It is interesting that the French even before the war had struggled with the Jewish question. The absence of their own home land had placed Jews in a precarious position in that they were usually viewed in almost all societies as outsiders who infiltrated societies and consumed jobs that otherwise would have gone to natives of a particular society. University of Melbourne Professor Jacques Adler conducted a study titled “The Jews and Vichy: Reflections on French Historiography” in which he examined the state of current research on the fate of the Jews under the Vichy regime. Dr. Adler points out that a significant number of post war studies conducted by native French and foreign scholars have examined the persecution of Jews by the Vichy regime which was hitherto ignored during the period immediately following the war. However, even though these studies provided significant contributions and insight into the nature of the Vichy regime, as to the Jewish question, there is still work to be done before this chapter of French history is closed. Dr. Adler cites the works of French historian Henry Rousso. As previously discussed in this essay, Rousso wrote an analysis of French attitudes to the Vichy regime and argued that France had still not come to terms with that period.[43] Dr. Adler wrote: “In general historians agree on ideological and structural changes that Vichy introduced in the years 1940 to 1944. However, the support those changes received from some sectors of French society has only been partially studied.”[44] The Vichy government was supported by many professional associations and most of the middle-class but little has been studied about the role of the Catholic Church. The episcopate was in favor of the Vichy regime because it perceived that the regime would strive to re-Christianize France. Did that mean that collaboration with Germany to eliminate French Jewry was condoned?

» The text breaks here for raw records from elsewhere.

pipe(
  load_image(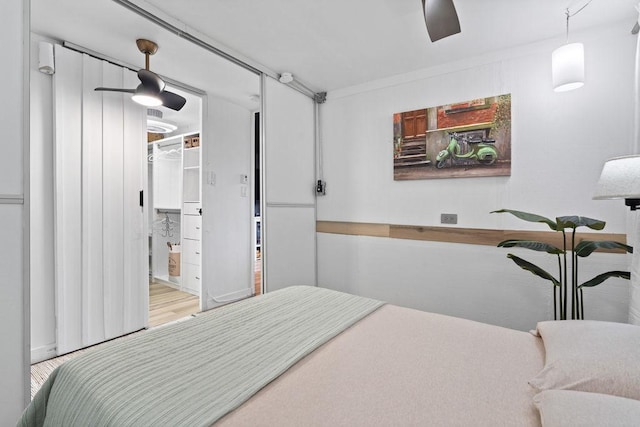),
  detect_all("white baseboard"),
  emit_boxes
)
[207,288,253,305]
[31,344,58,364]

Dr. Adler points out Cornell Professor Dr. Vicki Caron’s study of French immigration policies adopted during the 1930s as a source on the pre-war and wartime activities of the medical, the legal, and other professional groups in France. In Adler’s view, Caron’s study accentuated the uncomfortable issue of continuity between the pre-1940 period and the Vichy years. Dr. Caron’s research suggested that during the last years of the Third Republic that Vichy’s anti-Jewish policies were born and then carried on under the Vichy regime. During the pre-war years, it was the middle class and the professional class that pressured the government of the Third Republic to introduce restrictive measures aimed at foreign Jews in particular. However, the success of that pressure was limited. Importantly, Caron points out that the Vichy regime not only agreed with the pressure exerted by the professional and middle classes but was willing to carry out restrictions not only against foreign Jews but also against French Jews.[45]
Dr. Adler wrote: “Of a Jewish population of roughly 330,000 in July 1940, three-quarters survived. Without some contact and support from the French people, that could not have happened.”[46] This provides additional evidence that a significant segment of the French population was not in line with the extreme right or the policies of the Nazis and more inclined to favor the Allied cause over that of the Nazis and the Axis powers.